Admittedly, Juárez is considered one of the most dangerous cities in Mexico, and the world, though the Mexican think tank Citizens Council for Public Security and Criminal Justice ranked St. Louis, Baltimore, New Orleans, and Detroit, above Juárez on its list of most dangerous cities. (Caracas, Venezuela ranks number one.) The drug-related violence and other crimes that plague the city of Juárez are among the many issues highlighted in previous Transborder Biennials.
In April, US Attorney General Jeff Sessions visited El Paso and likened the city to a war zone, which angered many locals. “This is ground zero—this is the front lines, and this is where we are making our stand,” he said.
“By saying something like that, you’re missing the humanness of the people who live here and the rich history and culture,” said Ramirez, noting the large amount of local pride in El Paso. “It’s just a really multifaceted bi-national community, and because of that, I think the art is very intriguing.”
Originally called the Border Biennial, the exhibition began by featuring artists living within 200 miles of either El Paso or Juárez.

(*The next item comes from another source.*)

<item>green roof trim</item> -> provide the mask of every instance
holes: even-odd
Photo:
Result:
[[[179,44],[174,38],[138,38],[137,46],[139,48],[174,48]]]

The exhibition’s scope was expanded after the first two editions were presented with the US-Mexico Cross Border Innovation and Cooperation Award in 2011. (The 2015 edition featured 21 American artists and 23 Mexican ones.)
Presented by the Border Research Partnership between the Woodrow Wilson Center Mexico Institute, the Colegio de la Frontera Norte, and the North American Center for Transborder Studies at Arizona State University, the award looks to honor “often-overlooked ‘success stories’ of bi-national institutions, non-profits, and local and state governments.”
Ramirez is optimistic that the country will take note of the positive example, characterized by mutual respect, set by El Paso and Juárez. “In the last six months or so, we have had visits from many national politicians, who are certainly looking at El Paso as a community,” she said. “We hope that people will have an even keener interest in our exhibition and will want to hear what our artists have to say.”
The Transborder Biennial 2018 will be on view at the El Paso Museum of Art, One Arts Festival Plaza, El Paso, Texas, and the Museo de Arte de Ciudad Juárez, Coyoacan s/n, La Playa, 32310 Cd, Juárez, Mexico, June 1–September 16, 2018.